Although Georgia Gov. Nathan Deal met with both Gov. Rick Scott and Alabama Gov. Robert Bentley last year, he continues to support the lawsuit with money and other resources of his office. On April 6, for instance, Deal signed an executive order transferring more than $11 million to support the state's water litigation team, following more than $20 million already spent.

Meanwhile, the Corps of Engineers is moving closer to issuing its new operations manual for the Apalachicola-Chattahoochee-Flint system following public comment last fall. The new manual is expected in 2017, but Florida environmentalists say it will allocate even lower flows to the Apalachicola than the current plan.

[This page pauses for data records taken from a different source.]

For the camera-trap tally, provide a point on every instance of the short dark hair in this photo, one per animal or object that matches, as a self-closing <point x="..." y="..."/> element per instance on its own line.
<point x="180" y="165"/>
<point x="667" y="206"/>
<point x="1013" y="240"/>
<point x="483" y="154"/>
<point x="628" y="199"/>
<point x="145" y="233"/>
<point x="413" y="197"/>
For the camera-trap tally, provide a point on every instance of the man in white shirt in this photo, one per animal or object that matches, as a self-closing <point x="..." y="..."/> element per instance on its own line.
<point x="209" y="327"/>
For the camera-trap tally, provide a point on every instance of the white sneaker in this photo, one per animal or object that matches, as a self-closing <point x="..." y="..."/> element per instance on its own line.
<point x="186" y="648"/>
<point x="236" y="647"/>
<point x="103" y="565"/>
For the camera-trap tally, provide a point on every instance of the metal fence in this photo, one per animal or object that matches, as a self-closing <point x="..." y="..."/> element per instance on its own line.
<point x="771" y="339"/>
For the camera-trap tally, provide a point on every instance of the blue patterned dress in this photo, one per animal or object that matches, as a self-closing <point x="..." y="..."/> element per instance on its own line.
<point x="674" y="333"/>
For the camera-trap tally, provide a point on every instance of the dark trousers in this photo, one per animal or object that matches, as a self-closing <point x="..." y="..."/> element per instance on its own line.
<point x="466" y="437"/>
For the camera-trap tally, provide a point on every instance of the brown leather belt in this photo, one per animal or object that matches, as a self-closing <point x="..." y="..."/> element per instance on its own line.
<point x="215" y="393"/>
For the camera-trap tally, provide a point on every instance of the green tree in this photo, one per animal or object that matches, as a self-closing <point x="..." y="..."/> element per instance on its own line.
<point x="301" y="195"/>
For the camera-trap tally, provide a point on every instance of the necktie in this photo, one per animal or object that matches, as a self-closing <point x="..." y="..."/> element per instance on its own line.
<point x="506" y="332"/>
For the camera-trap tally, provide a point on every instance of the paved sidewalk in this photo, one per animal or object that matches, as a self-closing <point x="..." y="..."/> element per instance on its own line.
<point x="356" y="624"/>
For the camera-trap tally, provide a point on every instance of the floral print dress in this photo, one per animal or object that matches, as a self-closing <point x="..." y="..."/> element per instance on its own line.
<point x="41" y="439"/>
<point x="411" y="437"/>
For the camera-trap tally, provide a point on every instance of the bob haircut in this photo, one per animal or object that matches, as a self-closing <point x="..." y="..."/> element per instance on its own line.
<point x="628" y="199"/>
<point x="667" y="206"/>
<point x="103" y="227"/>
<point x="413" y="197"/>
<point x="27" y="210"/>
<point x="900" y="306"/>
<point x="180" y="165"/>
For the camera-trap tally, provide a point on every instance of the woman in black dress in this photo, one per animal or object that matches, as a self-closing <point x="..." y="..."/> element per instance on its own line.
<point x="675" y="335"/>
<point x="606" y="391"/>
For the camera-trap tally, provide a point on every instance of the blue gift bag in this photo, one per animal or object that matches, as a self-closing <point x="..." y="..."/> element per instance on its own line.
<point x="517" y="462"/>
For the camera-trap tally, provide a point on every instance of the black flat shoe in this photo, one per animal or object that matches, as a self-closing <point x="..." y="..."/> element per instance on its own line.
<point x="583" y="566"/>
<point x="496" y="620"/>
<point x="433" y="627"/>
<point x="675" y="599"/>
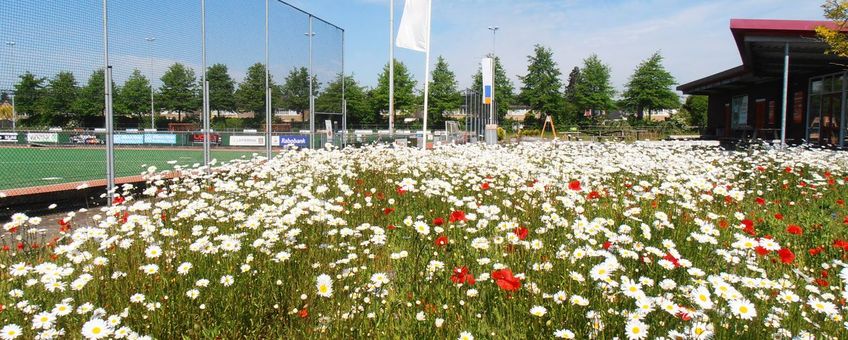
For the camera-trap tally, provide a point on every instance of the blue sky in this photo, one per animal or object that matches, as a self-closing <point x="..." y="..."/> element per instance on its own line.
<point x="693" y="35"/>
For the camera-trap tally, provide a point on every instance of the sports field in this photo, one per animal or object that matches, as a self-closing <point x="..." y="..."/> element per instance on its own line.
<point x="28" y="167"/>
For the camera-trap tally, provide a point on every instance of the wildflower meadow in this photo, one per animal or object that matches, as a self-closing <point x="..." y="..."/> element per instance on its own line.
<point x="526" y="241"/>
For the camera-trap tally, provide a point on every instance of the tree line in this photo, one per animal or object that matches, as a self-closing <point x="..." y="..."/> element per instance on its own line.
<point x="582" y="99"/>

"The status quo is not good," said Apalachicola Riverkeeper Dan Tonsmeire. "The bay collapsed under the status quo. This would be a stopgap measure, with Georgia having to come to the table with Florida and Alabama before reallocations could be done."

The so-called "water wars" over the ACF river system have been going on since 1990, when Florida and Alabama sued Georgia over allocations from the system. Since then, the three states have sparred over ACF as metro Atlanta's need for drinking water has skyrocketed.